LGBT: Lust, Gore, Bloodshed & Terror by Wol-vriey
Burning Bulb Publishing, 2024
ISBN: 9781964172002
Available: Paperback, Kindle edition
Buy: Bookshop.org | Amazon.com
The author himself has referred to his writing as ‘bizarro fiction,’ and this story certainly qualifies. It also qualifies as a good improvement over his last two novels. The book feels like a Greek tragicomedy of errors, with a lot of raunch, blood, and hilarious irony mixed in. Oh, and a vampire, too. And a witch. And a crazed scientist/artist. It’s a good read, for the excitement as well as the laughs, and it keeps you guessing all the way.
This is a ‘character web’ story, with four disparate main characters who barely know each other, and a host of secondary characters that slowly tie their fates together. The main players are: Lavelle, a sex-crazed lesbian porn actress who is hounded by a lovestruck ghost; Greg, the elderly gay man cuckolded by his young trophy husband; Bryn, a lovelorn bisexual vampire eternally searching for her soulmate; and Tammi, a trans woman short on cash for gender affirmation surgery. It’s certainly an eclectic crew! The four of them all plan on doing not-so-nice things to others to improve their lives, but…things just never seem to quite work out according to plan. What makes the story fun, is all the unexpected ways things just go to hell in a handbasket. Just when it seems that it might get predictable, the story swings off in an unexpected fashion.

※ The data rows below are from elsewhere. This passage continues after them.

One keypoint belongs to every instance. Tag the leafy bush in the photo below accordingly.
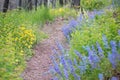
(64, 12)
(91, 30)
(18, 34)
(94, 4)
(94, 66)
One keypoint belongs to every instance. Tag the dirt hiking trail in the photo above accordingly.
(41, 62)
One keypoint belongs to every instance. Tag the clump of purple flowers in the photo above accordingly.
(76, 24)
(66, 68)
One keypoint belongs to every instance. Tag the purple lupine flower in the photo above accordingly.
(75, 62)
(100, 51)
(80, 18)
(100, 76)
(105, 41)
(66, 31)
(76, 77)
(114, 50)
(91, 15)
(112, 60)
(114, 78)
(119, 45)
(119, 31)
(70, 64)
(55, 78)
(114, 47)
(93, 49)
(63, 61)
(56, 66)
(73, 23)
(93, 58)
(82, 69)
(96, 12)
(78, 54)
(60, 47)
(66, 74)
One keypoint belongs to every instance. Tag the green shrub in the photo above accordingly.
(94, 4)
(91, 32)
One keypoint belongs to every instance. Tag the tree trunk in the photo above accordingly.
(61, 2)
(36, 1)
(5, 6)
(53, 3)
(45, 3)
(29, 5)
(20, 4)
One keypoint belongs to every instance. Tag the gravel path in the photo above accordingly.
(41, 62)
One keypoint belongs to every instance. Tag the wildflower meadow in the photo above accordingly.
(60, 40)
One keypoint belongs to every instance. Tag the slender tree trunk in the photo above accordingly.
(45, 3)
(29, 5)
(61, 2)
(40, 2)
(53, 3)
(20, 4)
(5, 6)
(36, 1)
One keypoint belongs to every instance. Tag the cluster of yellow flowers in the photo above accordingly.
(25, 37)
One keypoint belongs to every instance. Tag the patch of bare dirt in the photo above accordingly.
(40, 62)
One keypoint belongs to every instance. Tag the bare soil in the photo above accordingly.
(40, 62)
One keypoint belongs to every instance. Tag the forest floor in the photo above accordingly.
(40, 62)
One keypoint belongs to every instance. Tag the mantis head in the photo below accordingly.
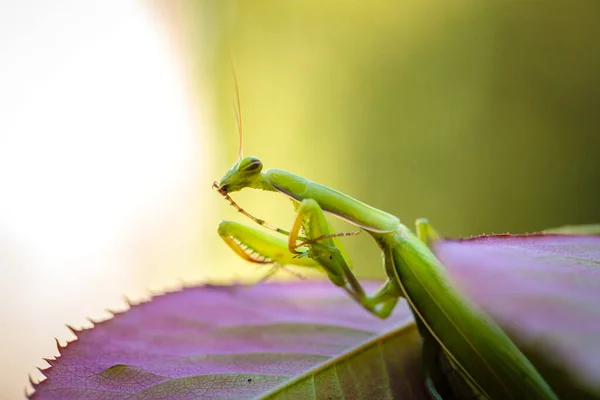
(244, 173)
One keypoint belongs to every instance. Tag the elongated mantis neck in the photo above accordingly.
(262, 182)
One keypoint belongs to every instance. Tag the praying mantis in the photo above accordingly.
(450, 325)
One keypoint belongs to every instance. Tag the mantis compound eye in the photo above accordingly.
(250, 164)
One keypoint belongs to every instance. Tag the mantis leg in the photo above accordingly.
(329, 253)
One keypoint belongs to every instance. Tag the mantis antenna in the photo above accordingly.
(238, 109)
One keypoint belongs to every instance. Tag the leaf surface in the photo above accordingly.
(544, 291)
(303, 339)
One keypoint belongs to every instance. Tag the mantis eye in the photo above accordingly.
(250, 164)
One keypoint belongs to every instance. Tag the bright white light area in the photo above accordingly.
(96, 136)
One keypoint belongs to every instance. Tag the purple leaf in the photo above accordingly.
(239, 342)
(544, 291)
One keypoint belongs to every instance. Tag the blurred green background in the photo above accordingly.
(481, 116)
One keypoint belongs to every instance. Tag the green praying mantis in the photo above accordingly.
(453, 329)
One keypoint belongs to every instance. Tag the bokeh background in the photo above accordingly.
(115, 118)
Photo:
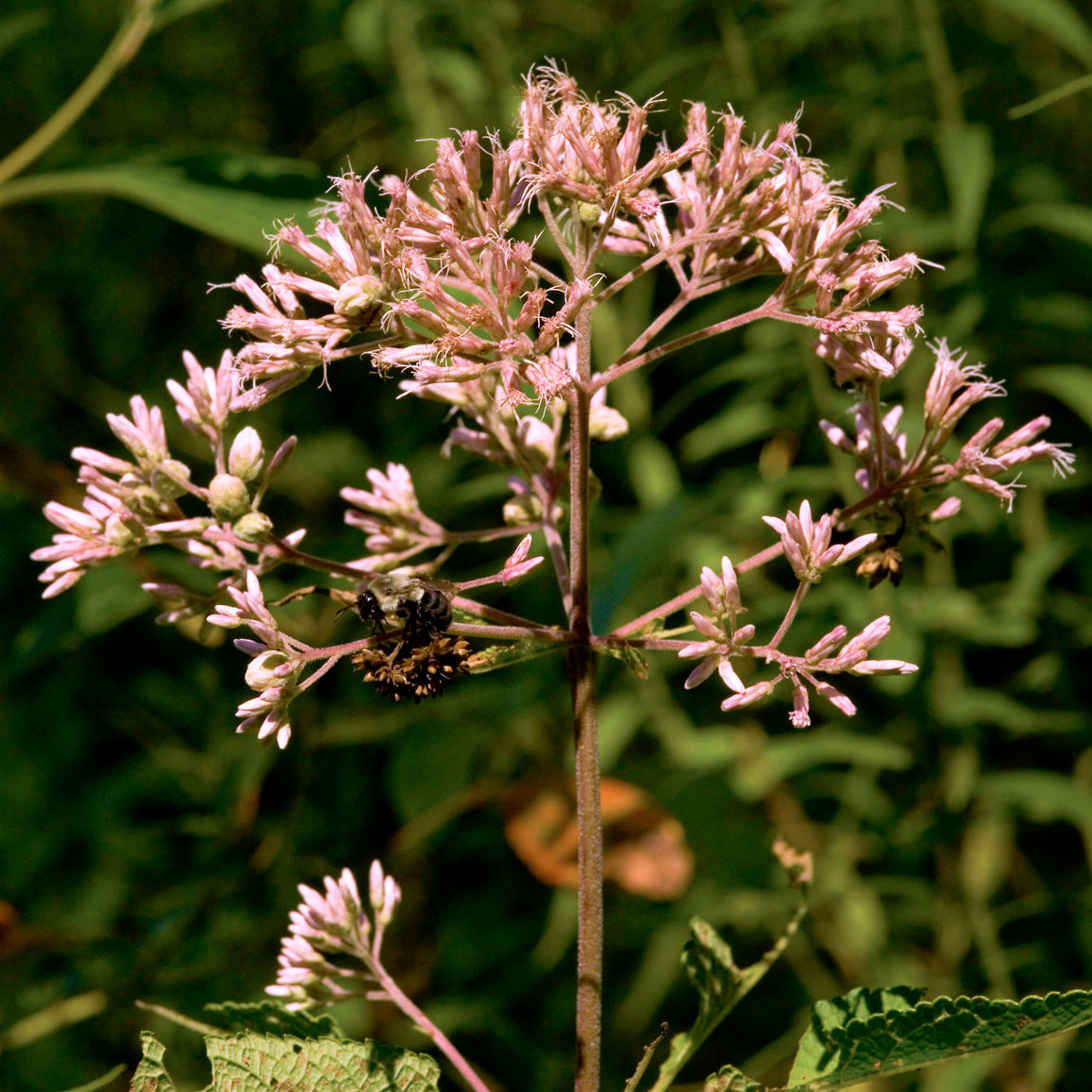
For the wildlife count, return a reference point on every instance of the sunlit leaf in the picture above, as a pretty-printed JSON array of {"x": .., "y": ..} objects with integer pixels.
[
  {"x": 871, "y": 1033},
  {"x": 252, "y": 1063}
]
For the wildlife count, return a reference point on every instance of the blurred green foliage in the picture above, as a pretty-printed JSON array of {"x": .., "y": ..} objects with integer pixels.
[{"x": 148, "y": 853}]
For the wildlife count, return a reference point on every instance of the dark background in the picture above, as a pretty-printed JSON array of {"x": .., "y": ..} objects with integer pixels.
[{"x": 150, "y": 853}]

The story does an excellent job pulling all the plot threads together a little at a time, and heaping delicious irony at every turn. The characters are great fun, often due to their deadpan way of looking at things. My personal favorite: one character’s initial response to winding up in everlasting Purgatory is, “this sucks already.” None of the four main characters are particularly nice or sympathetic (well, maybe Greg, but only at first) and that works very well for the plot. It makes it more fun when each of them reaps what they sow. The whole story is completely over the top. The entire thing is a puzzle, guessing who is going to get killed, condemned, or cursed next, and it usually doesn’t happen the way you would expect it to. The unpredictability of the story is one of its big selling points, and that alone makes it worth the read.
Bottom line time: it’s a good book from an author with a pretty large catalogue of stories to his credit This certainly ranks in the upper echelon of his works. Just remember, this is ADULTS ONLY material, it’s not for your kids!